State Rules And Transparency

Florida lawmakers moved this session to put some guardrails around big power users. CS/CS/SB 484 requires public utilities to develop minimum tariffs for large-load customers, tightens consumptive-use rules for heavy water withdrawals and forbids government agencies from signing secrecy agreements that hide basic project details, according to the bill text. The law sets deadlines for tariff filings and creates new permitting rules meant to keep large customers from shifting costs onto everyday ratepayers, as outlined by the Florida Senate. Residents, though, say the transparency gap usually opens much earlier, during land deals and vendor contracts, when community input is hardest to secure.

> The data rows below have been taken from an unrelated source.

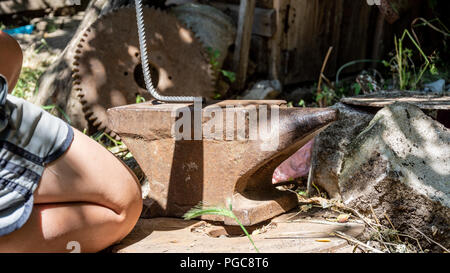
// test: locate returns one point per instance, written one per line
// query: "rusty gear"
(107, 69)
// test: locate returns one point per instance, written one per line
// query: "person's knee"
(11, 58)
(131, 207)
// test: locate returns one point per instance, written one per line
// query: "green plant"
(302, 103)
(116, 147)
(27, 83)
(201, 209)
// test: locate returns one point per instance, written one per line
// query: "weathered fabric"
(30, 138)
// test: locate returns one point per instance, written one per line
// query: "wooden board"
(176, 235)
(242, 44)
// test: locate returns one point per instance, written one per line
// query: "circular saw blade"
(107, 69)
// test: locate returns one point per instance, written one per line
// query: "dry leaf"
(343, 218)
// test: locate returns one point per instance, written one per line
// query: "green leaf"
(231, 76)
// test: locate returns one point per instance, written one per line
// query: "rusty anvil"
(184, 172)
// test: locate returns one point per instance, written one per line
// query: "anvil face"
(218, 153)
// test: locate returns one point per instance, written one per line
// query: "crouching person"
(57, 185)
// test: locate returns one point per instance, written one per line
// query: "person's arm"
(10, 59)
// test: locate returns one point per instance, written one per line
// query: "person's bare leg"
(10, 59)
(87, 195)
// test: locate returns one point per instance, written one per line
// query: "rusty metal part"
(107, 69)
(183, 173)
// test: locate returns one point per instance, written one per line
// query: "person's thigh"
(88, 172)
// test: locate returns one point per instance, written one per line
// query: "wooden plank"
(264, 19)
(242, 45)
(13, 6)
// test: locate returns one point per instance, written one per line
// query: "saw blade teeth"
(96, 122)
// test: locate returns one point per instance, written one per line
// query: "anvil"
(219, 154)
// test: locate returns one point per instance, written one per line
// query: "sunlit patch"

For now, Westview neighbors say they plan to keep pressing for specifics: how exactly the MIA-1 facility will be powered, how much water it will draw and whether local hiring promises will translate into real paychecks in the neighborhood. The next concrete clues are likely to show up in utility tariff filings, consumptive-use permit applications and any public notices that emerge from county permitting offices as the project moves toward that mid-2026 timeline.